No subsolo do prédio de quatro andares do instituto da Nestlé, próximo ao Lago Genebra, máquinas no valor de cerca de US$ 1 milhão cada analisam o DNA humano para desenvolver programas personalizados, baseados em perfis genéticos específicos, para tratar doenças como epilepsia e desordens intestinais. Com estes dados, os cientistas vão desenvolver alimentos medicinais contendo compostos naturais extraídos de alimentos como tomates, café e uvas. Criado há cinco anos, o instituto já gastou metade de seu orçamento de US$ 500 milhões para o período que se encerra em 2021, apesar de alguns projetos se estenderem para além desse prazo.

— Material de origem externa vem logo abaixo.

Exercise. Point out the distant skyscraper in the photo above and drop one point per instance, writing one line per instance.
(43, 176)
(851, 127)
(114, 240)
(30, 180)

E a Nestlé está em meio a uma onda de aquisições nos Estados Unidos. No começo do ano, ela fechou um acordo para ajudar a empresa americana de biotecnologia Seres Therapeutics Inc. a desenvolver produtos destinados a restaurar o equilíbrio bacteriano no sistema digestivo. Ela também comprou uma participação na Pronutria Biosciences Inc., de Massachusetts, uma “startup” que está desenvolvendo produtos à base de aminoácidos para tratar perda de massa muscular.

As tendências demográficas são um incentivo a esses investimentos. A proporção de pessoas com mais de 60 anos — um grupo importante para o segmento de alimentos medicinais — deve crescer dos atuais 12% para 22% da população mundial até 2050, de acordo com a Organização Mundial da Saúde. “Queremos ter um impacto significativo na lucratividade total da empresa no longo prazo”, diz Greg Behar, chefe da divisão de Ciência da Saúde da Nestlé, que comercializa os produtos desenvolvidos a partir das descobertas dos laboratórios do instituto.

Os analistas, em geral, estão entusiasmados com o potencial da área de saúde da Nestlé, que inclui suplementos nutricionais e alimentos para pessoas recém-operadas, dizendo que ela cresceu mais rápido do que as demais unidades da empresa em 2015, faturando cerca de 2 bilhões de francos suíços. A meta da Nestlé é elevar a venda anual da divisão para 10 bilhões de francos nos próximos anos. Mas há preocupações quanto ao tempo necessário para colocar esses produtos no mercado e o alto custo das pesquisas.

De fato, nem todos os especialistas estão convencidos. “Apesar de estar claro que aquilo que comemos e bebemos tem um efeito importante em nossa saúde, não há provas suficientes documentando que alimentos proporcionam um efeito médico relevante”, diz Ben Locwin, cientista da Associação Americana de Cientistas Farmacêuticos.

Muitos produtos podem ter um efeito placebo, com consumidores “pensando” que foram beneficiados quando realmente não foram, diz. O médico Philip Gerber, especialista em nutrição clínica no Hospital Universitário de Zurique, tem usado mais alimentos medicinais nos últimos anos, mas precisa de mais dados. “Não tenho certeza de que veremos uma enorme explosão de mercado aqui. Esses produtos precisam provar a sua eficácia”, diz.

A Nestlé afirma que, antes da introdução no mercado, são necessários estudos para mostrar que seus produtos são seguros, benéficos e eficazes para atender às necessidades nutricionais dos pacientes. Além disso, alguns de seus produtos, como um que está sendo desenvolvido para ajudar a controlar as doenças inflamatórias intestinais, estão sendo desenvolvidos através do processo convencional de testes clínicos. “As provas clínicas são muito importantes para nós”, diz Marie-Françoise Rütimeyer, uma porta-voz da área de Ciência da Saúde da Nestlé.